No ano em que a economia brasileira encolheu 0,3%, os gastos de famílias e da administração pública com saúde como proporção do PIB subiram. A parcela de despesas com medicamentos, exames, consultas e os custos da administração pública com salários e serviços subiram de 8,3% do PIB, em 2008, para 8,8% do PIB em 2009. Moraes explica que os gastos com consumo tendem a variar menos que a economia em geral e que o movimento é comum em países que enfrentam recessões. "O aumento dos gastos não ocorre só no Brasil, mas em vários países que passaram por crises. A tendência tem a ver com o aumento da renda, o envelhecimento da população e não necessariamente com a introdução de novas tecnologias, que ainda é um tema bastante controverso", pondera.

Publicidade

Setor gera menos postos, mas paga melhor

Tanto os governos quanto as famílias aumentaram as despesas com saúde em 2009, mas, na geração de emprego, os setores público e o privado seguiram caminhos opostos. Em comparação com 2008, houve redução de 58.961 postos de trabalho em saúde pública, enquanto as atividades privadas tiveram aumento de 58.840 vagas. Com isso, o total de ocupações em atividades relacionadas à saúde ficou estagnado em 4,326 milhões de vagas, com uma pequena redução de 121 empregos. Os números referem-se a postos de trabalho e não número de trabalhadores. No setor, é comum que um profissional tenha mais de um emprego.

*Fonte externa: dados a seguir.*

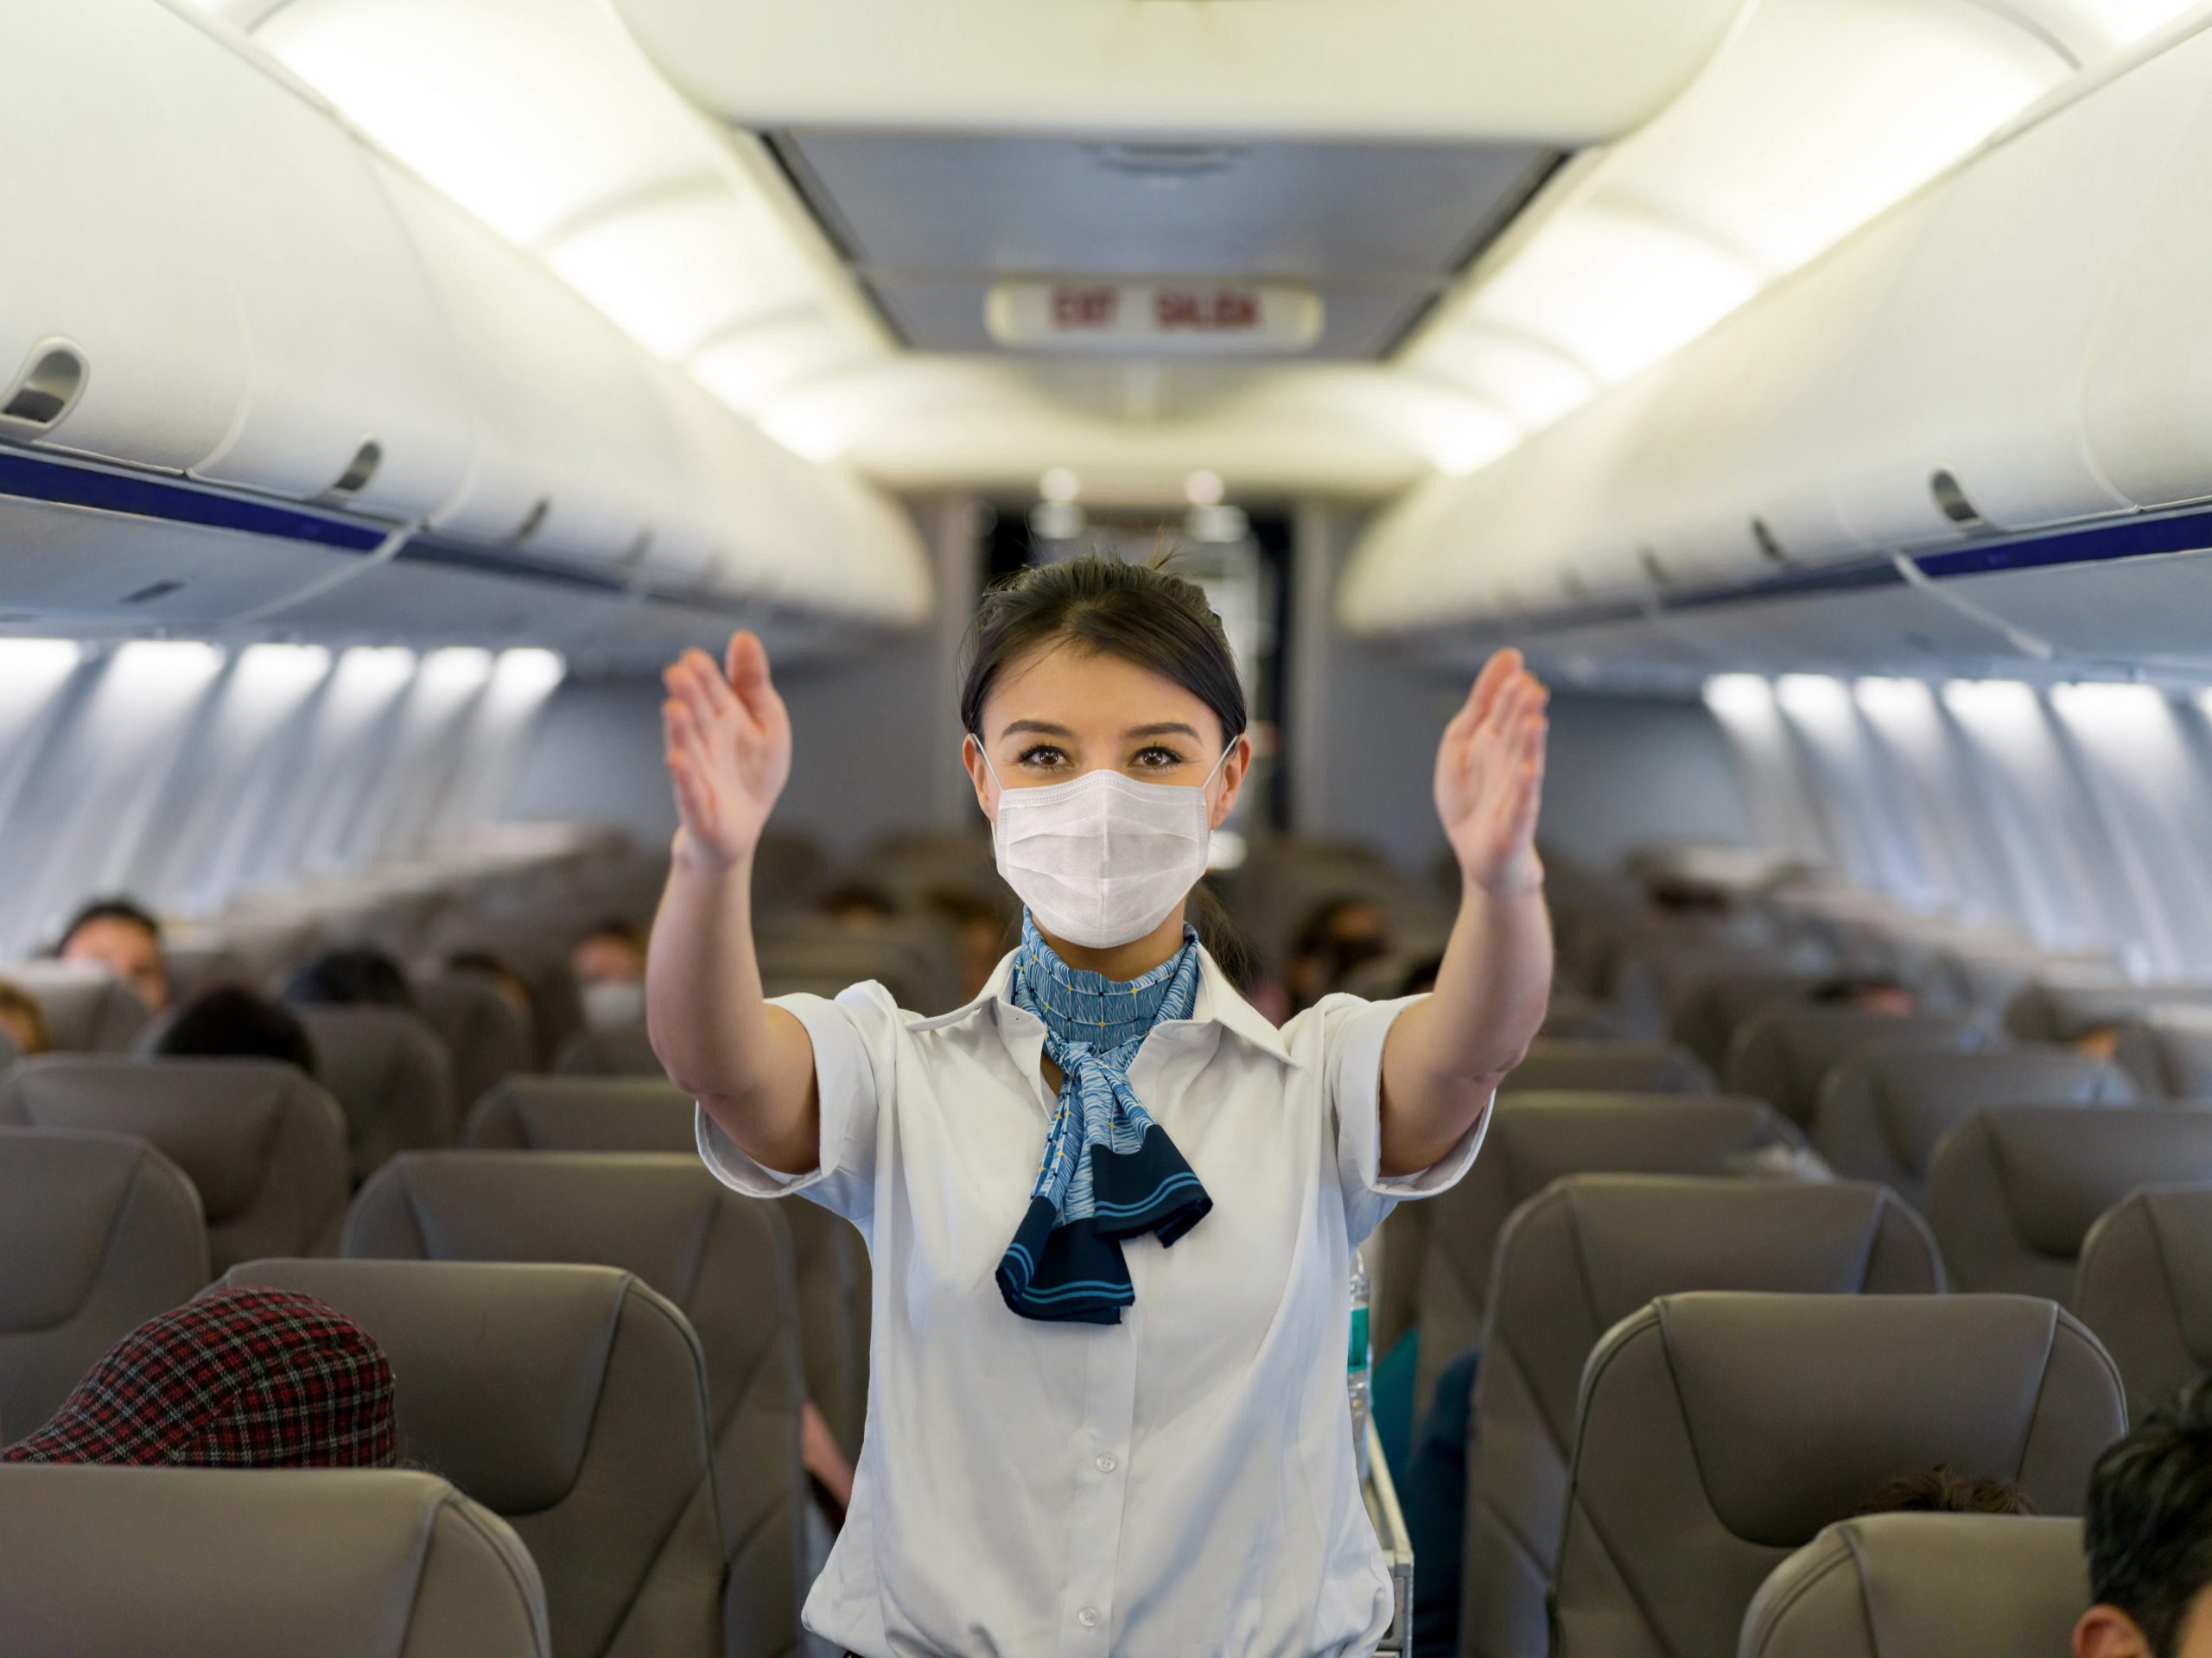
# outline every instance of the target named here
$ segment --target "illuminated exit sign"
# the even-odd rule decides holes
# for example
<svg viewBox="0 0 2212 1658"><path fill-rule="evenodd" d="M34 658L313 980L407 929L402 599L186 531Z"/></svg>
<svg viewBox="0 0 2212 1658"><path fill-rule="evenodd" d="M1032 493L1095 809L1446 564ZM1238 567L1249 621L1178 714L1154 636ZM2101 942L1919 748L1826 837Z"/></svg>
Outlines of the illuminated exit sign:
<svg viewBox="0 0 2212 1658"><path fill-rule="evenodd" d="M1024 351L1160 356L1288 353L1321 337L1321 299L1295 283L1002 282L983 318Z"/></svg>

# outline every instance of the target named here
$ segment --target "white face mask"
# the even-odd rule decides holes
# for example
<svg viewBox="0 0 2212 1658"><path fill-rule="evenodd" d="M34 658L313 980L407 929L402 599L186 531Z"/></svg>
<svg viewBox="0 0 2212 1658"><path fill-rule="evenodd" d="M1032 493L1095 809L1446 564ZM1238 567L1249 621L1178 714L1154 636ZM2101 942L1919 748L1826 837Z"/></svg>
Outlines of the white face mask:
<svg viewBox="0 0 2212 1658"><path fill-rule="evenodd" d="M1109 950L1143 937L1206 873L1213 839L1206 791L1235 749L1224 749L1195 788L1103 770L1041 789L1000 783L991 823L999 873L1055 938ZM998 783L988 751L983 765Z"/></svg>
<svg viewBox="0 0 2212 1658"><path fill-rule="evenodd" d="M581 987L584 1023L594 1031L619 1031L645 1022L643 979L602 979Z"/></svg>

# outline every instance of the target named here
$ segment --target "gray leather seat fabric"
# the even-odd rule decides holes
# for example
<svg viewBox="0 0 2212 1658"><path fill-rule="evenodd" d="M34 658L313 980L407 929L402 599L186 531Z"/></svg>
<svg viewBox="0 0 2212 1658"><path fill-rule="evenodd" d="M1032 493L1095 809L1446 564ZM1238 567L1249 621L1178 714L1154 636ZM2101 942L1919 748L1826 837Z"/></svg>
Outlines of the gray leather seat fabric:
<svg viewBox="0 0 2212 1658"><path fill-rule="evenodd" d="M2145 1095L2212 1099L2212 1008L2161 1007L2131 1020L2112 1057Z"/></svg>
<svg viewBox="0 0 2212 1658"><path fill-rule="evenodd" d="M2074 1311L2135 1421L2212 1370L2212 1187L2145 1186L2107 1210L2082 1241Z"/></svg>
<svg viewBox="0 0 2212 1658"><path fill-rule="evenodd" d="M2030 1042L2071 1042L2086 1032L2166 1007L2212 1004L2212 985L2130 984L2097 976L2044 979L2029 985L2005 1009L2005 1028Z"/></svg>
<svg viewBox="0 0 2212 1658"><path fill-rule="evenodd" d="M245 956L226 943L178 943L162 946L162 965L169 975L172 1005L188 1001L219 984L250 984L261 976Z"/></svg>
<svg viewBox="0 0 2212 1658"><path fill-rule="evenodd" d="M38 1004L56 1053L128 1053L153 1018L129 985L81 962L23 962L0 977Z"/></svg>
<svg viewBox="0 0 2212 1658"><path fill-rule="evenodd" d="M698 1108L657 1077L508 1077L478 1100L461 1143L476 1151L698 1153Z"/></svg>
<svg viewBox="0 0 2212 1658"><path fill-rule="evenodd" d="M642 1025L578 1031L553 1056L553 1069L564 1077L668 1077Z"/></svg>
<svg viewBox="0 0 2212 1658"><path fill-rule="evenodd" d="M667 1300L606 1267L257 1261L221 1282L315 1296L377 1338L401 1456L514 1528L553 1658L721 1652L705 1365Z"/></svg>
<svg viewBox="0 0 2212 1658"><path fill-rule="evenodd" d="M1962 1290L2074 1297L2082 1240L2138 1186L2212 1182L2212 1110L2014 1106L1936 1148L1928 1223Z"/></svg>
<svg viewBox="0 0 2212 1658"><path fill-rule="evenodd" d="M1899 1474L2078 1514L2126 1428L2112 1360L2049 1301L1662 1298L1583 1375L1552 1658L1732 1650L1767 1575Z"/></svg>
<svg viewBox="0 0 2212 1658"><path fill-rule="evenodd" d="M1509 1094L1491 1108L1482 1155L1450 1191L1425 1199L1414 1322L1421 1355L1414 1420L1439 1371L1483 1338L1491 1264L1506 1217L1570 1174L1720 1174L1729 1159L1796 1143L1758 1100L1649 1094Z"/></svg>
<svg viewBox="0 0 2212 1658"><path fill-rule="evenodd" d="M1988 1033L1980 1026L1941 1014L1770 1007L1738 1029L1723 1075L1731 1094L1764 1100L1792 1122L1809 1128L1821 1085L1854 1053L1875 1049L1966 1053L1988 1043Z"/></svg>
<svg viewBox="0 0 2212 1658"><path fill-rule="evenodd" d="M732 1658L798 1641L804 1384L782 1207L732 1191L696 1153L422 1153L364 1186L346 1228L349 1257L618 1267L683 1312L706 1356Z"/></svg>
<svg viewBox="0 0 2212 1658"><path fill-rule="evenodd" d="M1516 1094L1710 1094L1713 1073L1665 1042L1541 1041L1498 1086Z"/></svg>
<svg viewBox="0 0 2212 1658"><path fill-rule="evenodd" d="M1459 1649L1542 1658L1575 1397L1606 1331L1686 1290L1928 1295L1943 1275L1925 1224L1879 1186L1585 1174L1514 1211L1491 1282Z"/></svg>
<svg viewBox="0 0 2212 1658"><path fill-rule="evenodd" d="M0 1423L10 1439L44 1426L102 1354L207 1278L200 1194L159 1152L120 1134L0 1128Z"/></svg>
<svg viewBox="0 0 2212 1658"><path fill-rule="evenodd" d="M437 1033L397 1007L296 1007L315 1074L346 1113L353 1178L398 1152L453 1144L453 1068Z"/></svg>
<svg viewBox="0 0 2212 1658"><path fill-rule="evenodd" d="M467 1110L503 1078L537 1065L530 1015L480 973L442 973L419 981L415 1000L445 1044L455 1106Z"/></svg>
<svg viewBox="0 0 2212 1658"><path fill-rule="evenodd" d="M1845 1060L1821 1088L1813 1149L1846 1178L1878 1180L1924 1209L1937 1143L1975 1112L1999 1105L2120 1105L2135 1097L2126 1071L2070 1048L1876 1049Z"/></svg>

Para os técnicos do IBGE, a queda nos postos de trabalho em saúde pública é pontual e pode ser explicada por grande número de aposentadorias sem reposição imediata dos servidores ou contratação de serviços terceirizados, que não são contabilizados na conta de empregos em saúde.

"Retração na oferta de emprego em saúde é uma catástrofe. O emprego em saúde tende a crescer. É um setor com muita inovação tecnológica o que, ao contrário de outras áreas, requer novos empregos, novos profissionais. Esses números podem explicar por que você vai em um posto de saúde e faltam médicos, enfermeiros", afirma a médica e professora da UFRJ Ligia Bahia.

O mercado de trabalho na saúde tem profissionais mais qualificados e maior grau de formalidade, o que contribui para a remuneração no setor ser bem mais alta que a média de todas as atividades. Em 2009, a renda média anual de uma vaga de trabalho em saúde foi de R$ 22.395 (R$ 1.866,25 mensais), enquanto o valor para todos os setores foi de R$ 14.222,04 (R$ 1.185,17 mensais). No total das atividades, há 47% de trabalhadores com carteira assinada. Na área de saúde, a proporção sobe para 71%.